Garda association bosses face vote of no confidence
The officer board of the Garda Representative Association (GRA) faces a motion of no confidence as anger grows over the deferral of yesterday's planned strike.
Sources in the GRA's central executive council (CEC) have confirmed that a motion will be tabled, possibly as early as Monday.
The Herald has seen correspondence from CEC members and rank-and-file gardai who are furious over the decision not to go ahead with the strike.
Much of the anger centres around the decision agreed after a meeting at Garda Headquarters on Thursday morning that 18 specialist units would be on duty while the planned 24-hour strike went ahead.
According to senior gardai and Government figures, this would have ensured that the security of the State was not compromised and that significant policing cover was in place at all times.
A similar agreement was proposed on three occasions in recent weeks, but rejected out of hand.
It is claimed by GRA sources that the union's negotiation team, headed by its president, Ciaran O'Neill, and general secretary, Pat Ennis, agreed to the deal without the approval of the wider executive.
The team has now been accused of a "solo run" by consenting to the request of garda management to exempt the 18 specialist units.

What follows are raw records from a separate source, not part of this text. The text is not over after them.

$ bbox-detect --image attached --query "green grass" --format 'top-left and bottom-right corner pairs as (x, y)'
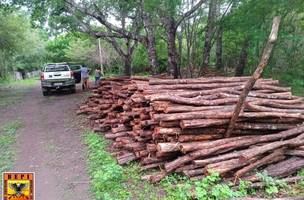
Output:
(84, 130), (304, 200)
(0, 77), (39, 88)
(0, 121), (22, 173)
(0, 78), (38, 109)
(84, 131), (159, 200)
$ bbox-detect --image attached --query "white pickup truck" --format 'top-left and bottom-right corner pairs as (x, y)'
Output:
(40, 63), (76, 96)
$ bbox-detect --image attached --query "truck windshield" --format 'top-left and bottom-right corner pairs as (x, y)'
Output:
(45, 65), (70, 72)
(70, 65), (81, 70)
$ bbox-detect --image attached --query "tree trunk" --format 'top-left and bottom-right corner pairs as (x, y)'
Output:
(235, 38), (249, 76)
(124, 55), (132, 76)
(225, 17), (281, 137)
(148, 34), (158, 74)
(142, 10), (158, 74)
(215, 27), (223, 69)
(177, 28), (183, 78)
(165, 17), (179, 79)
(202, 0), (216, 67)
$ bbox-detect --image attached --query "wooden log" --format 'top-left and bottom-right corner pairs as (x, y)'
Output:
(235, 122), (296, 130)
(157, 143), (180, 153)
(105, 132), (128, 139)
(152, 111), (304, 121)
(154, 127), (182, 135)
(240, 131), (304, 160)
(285, 149), (304, 157)
(180, 119), (229, 129)
(178, 134), (223, 142)
(149, 77), (249, 85)
(159, 120), (179, 128)
(165, 126), (304, 172)
(234, 148), (285, 180)
(225, 17), (281, 137)
(192, 150), (245, 167)
(183, 168), (205, 177)
(164, 105), (234, 113)
(204, 157), (258, 175)
(246, 102), (304, 114)
(140, 162), (165, 171)
(242, 157), (304, 182)
(112, 125), (130, 133)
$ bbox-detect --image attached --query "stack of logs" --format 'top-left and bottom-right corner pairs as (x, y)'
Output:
(78, 77), (304, 182)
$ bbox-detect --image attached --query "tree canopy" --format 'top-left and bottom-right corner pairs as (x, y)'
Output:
(0, 0), (304, 94)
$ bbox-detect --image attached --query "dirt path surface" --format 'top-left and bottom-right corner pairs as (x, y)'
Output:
(0, 84), (90, 200)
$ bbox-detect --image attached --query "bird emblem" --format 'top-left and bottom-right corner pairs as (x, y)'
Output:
(9, 183), (28, 200)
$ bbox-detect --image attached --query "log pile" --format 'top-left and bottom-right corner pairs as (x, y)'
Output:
(78, 77), (304, 182)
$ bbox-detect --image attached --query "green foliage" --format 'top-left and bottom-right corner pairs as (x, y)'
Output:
(46, 35), (73, 62)
(85, 131), (158, 200)
(0, 8), (45, 78)
(257, 172), (288, 196)
(161, 173), (249, 200)
(0, 121), (22, 173)
(298, 169), (304, 188)
(85, 132), (130, 199)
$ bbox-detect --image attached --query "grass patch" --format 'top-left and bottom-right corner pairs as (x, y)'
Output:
(85, 130), (304, 200)
(0, 77), (39, 87)
(85, 131), (159, 200)
(0, 78), (38, 109)
(0, 121), (22, 173)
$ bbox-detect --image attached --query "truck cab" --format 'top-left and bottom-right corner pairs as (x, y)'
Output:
(40, 63), (76, 96)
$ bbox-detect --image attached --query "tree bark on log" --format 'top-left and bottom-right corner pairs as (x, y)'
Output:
(225, 17), (281, 137)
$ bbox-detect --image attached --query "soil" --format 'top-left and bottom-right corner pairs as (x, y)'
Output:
(0, 83), (91, 200)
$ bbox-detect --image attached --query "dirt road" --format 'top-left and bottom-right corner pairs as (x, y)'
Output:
(0, 83), (90, 200)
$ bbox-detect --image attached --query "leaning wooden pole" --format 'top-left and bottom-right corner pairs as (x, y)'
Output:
(225, 16), (281, 137)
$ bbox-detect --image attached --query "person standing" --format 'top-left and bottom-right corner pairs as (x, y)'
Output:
(95, 68), (101, 86)
(81, 65), (90, 90)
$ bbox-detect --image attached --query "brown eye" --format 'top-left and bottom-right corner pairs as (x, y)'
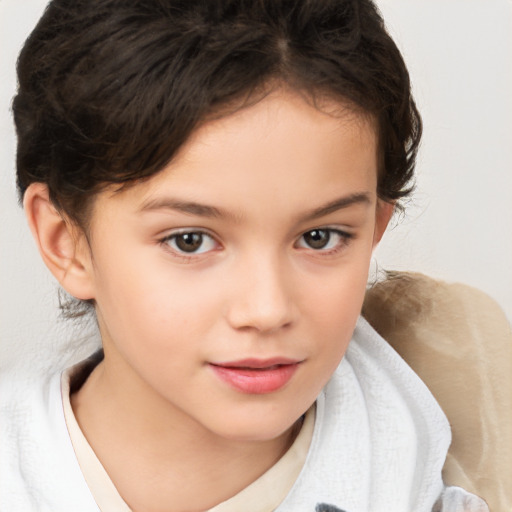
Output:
(175, 233), (203, 252)
(162, 231), (217, 254)
(302, 229), (331, 249)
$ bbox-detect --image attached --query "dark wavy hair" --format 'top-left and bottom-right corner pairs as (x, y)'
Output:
(13, 0), (421, 226)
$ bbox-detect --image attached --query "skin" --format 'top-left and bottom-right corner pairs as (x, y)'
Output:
(25, 91), (393, 511)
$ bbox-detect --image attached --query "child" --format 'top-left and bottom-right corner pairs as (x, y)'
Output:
(0, 0), (487, 512)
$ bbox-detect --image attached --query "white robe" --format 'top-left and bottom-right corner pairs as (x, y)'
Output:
(0, 318), (487, 512)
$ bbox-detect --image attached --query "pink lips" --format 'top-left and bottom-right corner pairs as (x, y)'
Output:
(210, 358), (300, 394)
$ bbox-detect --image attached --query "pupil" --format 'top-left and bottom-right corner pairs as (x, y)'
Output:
(304, 229), (330, 249)
(176, 233), (203, 252)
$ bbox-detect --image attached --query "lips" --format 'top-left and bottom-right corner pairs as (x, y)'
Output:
(210, 358), (301, 394)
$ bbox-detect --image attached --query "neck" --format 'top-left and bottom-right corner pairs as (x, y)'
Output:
(71, 358), (297, 512)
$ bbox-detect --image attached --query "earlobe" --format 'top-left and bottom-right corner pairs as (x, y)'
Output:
(373, 199), (395, 248)
(23, 183), (94, 300)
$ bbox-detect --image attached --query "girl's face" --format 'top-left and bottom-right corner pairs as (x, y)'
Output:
(78, 92), (392, 440)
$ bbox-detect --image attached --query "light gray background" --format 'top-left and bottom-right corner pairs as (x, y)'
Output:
(0, 0), (512, 366)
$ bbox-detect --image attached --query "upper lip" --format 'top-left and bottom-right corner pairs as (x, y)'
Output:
(210, 357), (301, 369)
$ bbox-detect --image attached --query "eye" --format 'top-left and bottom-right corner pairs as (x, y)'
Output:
(162, 231), (217, 254)
(297, 228), (352, 251)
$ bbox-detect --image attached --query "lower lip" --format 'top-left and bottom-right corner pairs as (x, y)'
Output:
(210, 363), (299, 395)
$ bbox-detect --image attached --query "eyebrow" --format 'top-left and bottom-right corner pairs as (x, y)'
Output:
(140, 192), (371, 221)
(140, 197), (231, 217)
(301, 192), (371, 221)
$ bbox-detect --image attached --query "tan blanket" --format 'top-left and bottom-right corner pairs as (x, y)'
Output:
(363, 272), (512, 512)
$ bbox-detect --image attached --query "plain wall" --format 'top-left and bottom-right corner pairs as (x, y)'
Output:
(0, 0), (512, 366)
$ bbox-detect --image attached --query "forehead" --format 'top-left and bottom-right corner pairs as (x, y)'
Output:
(91, 91), (377, 226)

"It weakened our hand significantly," said one source. "It was the turning point."
A second source said the decision caused "consternation" and that some executive members were demanding that it be reversed.
The GRA did not respond to a query from the Herald last night. Calls to members of the officer board also went unanswered.
At Monday's meeting, the board will be asked why it took the decision without first consulting the executive.
They will also be quizzed over why they did not inform the executive at the Wednesday night meeting of the executive that garda management had invited them to talks the following morning.
Dozens of gardai are understood to have contacted the union yesterday expressing their anger and anxiety.
In some of the correspondence, it is claimed accepting the agreement represented a "surrender" on behalf of grassroots members.
Other correspondence states that the momentum behind the GRA's attempts to secure significantly improved pay and conditions has now been lost.
Some rank-and-file gardai also demanded to see the voting records of executive members from Thursday night's ballot, in which the vote was 20:17 in favour of deferral.
Gardai will now be asked to vote on the offer tabled by the Labour Court.
However, some sources say the deal may be rejected because members are of the belief it "only looks good on paper".
Given that a 24-hour strike is pencilled in for next Friday, it is expected that the ballot will be completed within days.
The offer equates to about €30 a week after tax, which does not include an additional 15 minutes of parading before a shift.
One source said "rank-and-file gardai are not too happy about that, as they already have the longest working week in the public service".